Bohall began the club on campus last year after working with Nevada Volunteers over the summer as an AmeriCorps volunteer. Now in its second year on campus, Bohall hopes that the expansion of club trips will help motivate more students on campus to take an active role in participating in community service.
“It’s a good way for students to get that first initial taste of service and have fun at the same time,” Bohall said. “A lot of students don’t have time to volunteer during the year, so I figured spring break would be a good time for them to get involved.”
Bohall went on last year’s service trip to southern Nevada, where students worked with Friends of Nevada Wilderness and the U.S. Fish and Wildlife Service to help restore the natural beauty of Nevada. Students on the trip camped in the desert and experienced firsthand the amount of time and labor it takes to keep Nevada’s wild lands pristine.
“We really put last year’s trip together last-minute,” Bohall said. “It was kind of a test-drive to see if the club would work out, and we had about eight students who went, which was pretty exciting.”

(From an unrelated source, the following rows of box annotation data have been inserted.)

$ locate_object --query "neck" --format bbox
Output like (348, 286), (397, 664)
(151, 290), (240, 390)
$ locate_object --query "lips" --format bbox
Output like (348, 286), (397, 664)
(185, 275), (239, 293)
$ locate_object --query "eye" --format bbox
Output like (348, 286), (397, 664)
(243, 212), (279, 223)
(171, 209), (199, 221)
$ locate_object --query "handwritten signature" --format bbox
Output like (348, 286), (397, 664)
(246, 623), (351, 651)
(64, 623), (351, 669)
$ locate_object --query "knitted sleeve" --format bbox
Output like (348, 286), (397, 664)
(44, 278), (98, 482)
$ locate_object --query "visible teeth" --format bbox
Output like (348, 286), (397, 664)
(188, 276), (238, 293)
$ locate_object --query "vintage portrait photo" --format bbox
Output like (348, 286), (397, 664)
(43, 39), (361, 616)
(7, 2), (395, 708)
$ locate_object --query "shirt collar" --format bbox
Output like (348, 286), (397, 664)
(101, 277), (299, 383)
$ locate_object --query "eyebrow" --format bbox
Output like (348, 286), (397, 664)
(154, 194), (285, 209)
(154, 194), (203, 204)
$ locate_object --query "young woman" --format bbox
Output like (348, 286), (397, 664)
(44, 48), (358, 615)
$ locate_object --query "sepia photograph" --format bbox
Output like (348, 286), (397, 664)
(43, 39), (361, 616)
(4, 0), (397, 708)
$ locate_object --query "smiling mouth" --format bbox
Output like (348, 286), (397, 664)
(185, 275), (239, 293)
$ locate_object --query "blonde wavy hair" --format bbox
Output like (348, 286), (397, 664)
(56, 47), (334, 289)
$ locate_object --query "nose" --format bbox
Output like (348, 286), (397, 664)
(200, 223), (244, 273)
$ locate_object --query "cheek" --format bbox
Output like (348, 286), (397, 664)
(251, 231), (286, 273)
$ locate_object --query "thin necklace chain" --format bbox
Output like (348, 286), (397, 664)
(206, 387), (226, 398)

With the success of last year’s volunteer trip, the club has decided to create an additional trip this year to Point Reyes and San Francisco, Calif. Students going on the trip will have the opportunity to engage in valuable volunteer efforts in an ecologically diverse area. The Point Reyes trip, known as the Honors Expedition, is for the University’s Honors Program students only and has been coordinated by Chris LaCasse, an AmeriCorps VISTA volunteer who was placed in the Honors Program on campus for the year.
“The University Honors Program places a great deal of emphasis upon service-learning initiatives and volunteerism in general,” LaCasse said. “This pilot program will help in strengthening the bonds between campus and community, and we hope to make the Honors Expedition a recurring event annually.”
The students will be removing invasive ice plant next to the Point Reyes Lighthouse, working on sand dune restoration on the beaches of Abbott’s Lagoon and attending an educational foray in the Exploratorium in San Francisco.
The trip will provide a way for students to gain real-life perspectives on the majors of their choice by doing hands-on volunteer work with field experts.
“Students will be working alongside park biological technicians who will be explaining the diverse flora and fauna to be seen, as well as giving guided hikes in different areas throughout the park,” LaCasse said.
Bohall has high aspirations that the volunteer trips will mirror the club’s success of last year. With approximately double the amount of students signed up for this year’s trips compared to last year, the Alternative Break Club hopes to continue to widen its community service outreach in the future.